Molin Yue, a graduate student in the Department of Biostatistics and Health Data Science, was driven to enter asthma research because of his fascination with biology, a passion for solving real-world clinical problems and a desire to translate his undergraduate biological studies into practical clinical applications. "I wanted to bridge the gap between biology and practical clinical applications, particularly in pediatric asthma diagnosis,” he says about the decision to go to graduate school.
At Pitt Public Health, the opportunity to work both as a graduate student researcher and as a teaching assistant allowed Yue to directly contribute to pressing medical challenges. In particular, he was drawn to a new and evolving area of asthma research: the development of a nasal swab test to diagnose different subtypes of asthma in children. As lead statistician, Yue’s expertise in data analysis and interpretation played a pivotal role in understanding the nasal swab samples. In this project, he was also responsible for guiding clinicians on how to properly interpret the data and apply statistical methods to the results. “The power of data analysis in uncovering medical insights was crucial, and it was rewarding to see how our work could potentially change asthma diagnosis for the better,” Yue says.
Despite the excitement of working on such an innovative project, Yue faced a series of challenges during the research process.
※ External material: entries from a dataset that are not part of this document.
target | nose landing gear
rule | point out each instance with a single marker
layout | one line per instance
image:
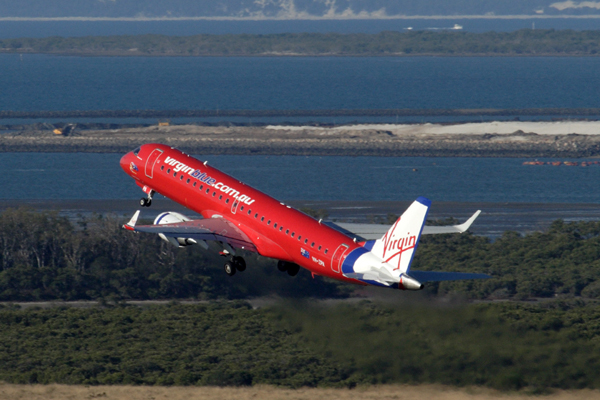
(291, 268)
(147, 201)
(236, 263)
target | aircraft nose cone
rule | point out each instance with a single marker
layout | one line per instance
(125, 162)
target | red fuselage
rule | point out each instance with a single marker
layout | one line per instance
(277, 230)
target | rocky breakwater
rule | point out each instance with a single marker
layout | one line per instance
(514, 139)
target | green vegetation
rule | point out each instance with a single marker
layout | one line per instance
(523, 42)
(505, 346)
(44, 257)
(210, 344)
(413, 338)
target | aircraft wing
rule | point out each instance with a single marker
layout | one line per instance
(209, 229)
(376, 231)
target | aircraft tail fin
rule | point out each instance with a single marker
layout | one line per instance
(397, 247)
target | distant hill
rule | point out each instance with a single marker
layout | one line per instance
(289, 9)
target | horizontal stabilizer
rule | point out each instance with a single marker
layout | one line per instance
(439, 276)
(433, 230)
(375, 231)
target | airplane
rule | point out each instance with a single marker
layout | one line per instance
(239, 217)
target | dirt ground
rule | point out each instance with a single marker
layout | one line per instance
(400, 392)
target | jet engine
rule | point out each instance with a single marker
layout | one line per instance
(171, 217)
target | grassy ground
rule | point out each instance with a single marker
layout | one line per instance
(400, 392)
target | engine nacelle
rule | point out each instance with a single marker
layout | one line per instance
(408, 283)
(171, 217)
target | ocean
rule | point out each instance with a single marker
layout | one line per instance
(44, 82)
(81, 176)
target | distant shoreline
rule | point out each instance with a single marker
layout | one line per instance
(408, 43)
(298, 18)
(416, 140)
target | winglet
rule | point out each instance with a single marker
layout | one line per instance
(464, 226)
(130, 226)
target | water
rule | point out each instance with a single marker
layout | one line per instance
(16, 29)
(41, 82)
(98, 176)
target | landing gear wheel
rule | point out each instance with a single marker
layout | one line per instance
(145, 202)
(240, 263)
(293, 269)
(229, 268)
(282, 266)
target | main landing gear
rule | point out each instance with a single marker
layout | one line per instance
(291, 268)
(147, 201)
(236, 263)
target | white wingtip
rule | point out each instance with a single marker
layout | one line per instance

One major hurdle was the need to resubmit the study after the initial submission. Feedback indicated that the analysis lacked certain details and required more comprehensive external validation through secondary sources. “Facing feedback that required us to refine our analysis was tough, but it pushed me to be more meticulous. The revision process taught me the importance of validation and thorough data interpretation, and in the end, it made our findings even stronger.” The work was ultimately published in JAMA with Yue as first author on the paper Transcriptomic Profiles in Nasal Epithelium and Asthma Endotypes in Youth.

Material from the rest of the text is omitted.